The letter to Ms Dobson further pointed out that ‘Trinity Women’s Health Service takes patient compliance very seriously’. In the current birth climate, informed consent is a hot topic. More and more women are coming forward to report experiences of coercion and non-consensual procedures occurring during pregnancy and labour.
Ms Dobson’s right to refuse a c-section is in line with the current practice guidelines of ACOG, yet TWHS sees her informed refusal as not being compliant with their expectations of her treatment.
While doctors do have the right to dismiss patients from their care for a number of reasons, maternity patients are afforded certain protection against dismissal. According to the American Medical Associations Code of Ethics, doctors have an obligation to continue to support continuity of care for their patients. Women who are in their last trimester and within a few weeks of giving birth should not be dismissed from their doctor’s care unless under extreme circumstances (such as doctor illness).
Some supporters of TWHS believe they were within their rights to write to Ms Dobson, stating litigation prevention provides reasonable grounds to dismiss her from their care (the full letter from TWHS can be seen below). In 2012, ACOG’s Survey on Professional Liability revealed 58% of obstetricians change their practice due to fear of litigation.
In recommending Ms Dobson complies with an elective c-section against best practice guidelines, TWHS is practicing defensive medicine, exposing her and her baby to risk of injury and death. Ms Dobson has since vaginally birthed her baby, who was caught by a nurse just 30 minutes after arrival at the hospital. Her baby weighed 4.5kg (9lb 15oz). Hardly worthy of a c-section.
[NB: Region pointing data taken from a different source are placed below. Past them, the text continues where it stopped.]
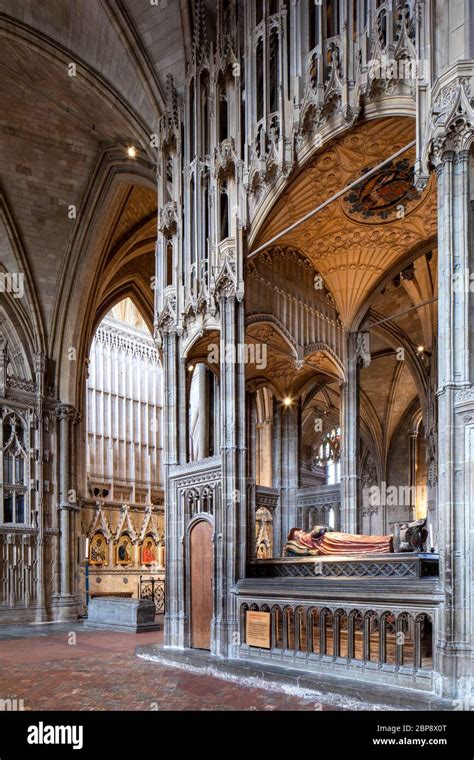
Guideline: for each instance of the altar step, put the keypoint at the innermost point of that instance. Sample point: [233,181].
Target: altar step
[341,692]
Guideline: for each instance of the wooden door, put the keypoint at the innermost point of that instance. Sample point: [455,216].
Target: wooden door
[202,572]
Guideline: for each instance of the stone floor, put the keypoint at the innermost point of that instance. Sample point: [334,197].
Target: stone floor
[67,667]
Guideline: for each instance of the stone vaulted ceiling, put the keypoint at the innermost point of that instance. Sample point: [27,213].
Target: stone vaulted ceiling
[355,240]
[56,129]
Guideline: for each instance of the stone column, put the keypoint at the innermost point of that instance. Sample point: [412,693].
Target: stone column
[251,471]
[290,436]
[453,136]
[230,518]
[40,366]
[350,439]
[67,505]
[3,365]
[174,620]
[276,477]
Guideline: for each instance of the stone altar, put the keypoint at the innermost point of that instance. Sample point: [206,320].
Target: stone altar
[117,613]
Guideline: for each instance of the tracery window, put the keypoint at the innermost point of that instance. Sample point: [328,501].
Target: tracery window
[14,486]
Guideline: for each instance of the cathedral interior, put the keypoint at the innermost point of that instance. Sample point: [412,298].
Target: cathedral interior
[236,326]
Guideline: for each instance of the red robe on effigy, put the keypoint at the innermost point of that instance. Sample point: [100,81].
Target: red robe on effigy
[320,542]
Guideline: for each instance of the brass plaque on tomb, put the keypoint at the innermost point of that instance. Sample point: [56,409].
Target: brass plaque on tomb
[257,633]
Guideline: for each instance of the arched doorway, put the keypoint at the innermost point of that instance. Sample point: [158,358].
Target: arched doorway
[202,572]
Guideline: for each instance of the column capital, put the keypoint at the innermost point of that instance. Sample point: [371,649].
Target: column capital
[67,412]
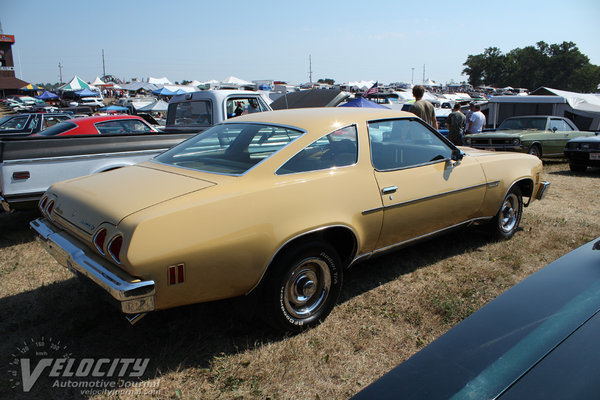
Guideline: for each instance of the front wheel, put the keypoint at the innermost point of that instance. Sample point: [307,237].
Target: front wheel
[535,150]
[506,222]
[302,287]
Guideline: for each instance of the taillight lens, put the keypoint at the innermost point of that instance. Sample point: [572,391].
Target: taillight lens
[43,203]
[100,239]
[114,248]
[50,208]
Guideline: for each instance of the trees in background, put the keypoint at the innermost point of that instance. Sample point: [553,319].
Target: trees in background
[560,66]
Since we’ve posted this article, we have been inundated with stories of the very same thing happening, in both the US and even Australia. From some of our fans:
“I was dumped by my care provider with my first born for refusing a c-section (I was 20 weeks!). Best thing that happened to me really as it led me to my amazing private midwife!”
“I got a similar letter. My VBAC baby was 5253 grams. 11lb 9.2oz.”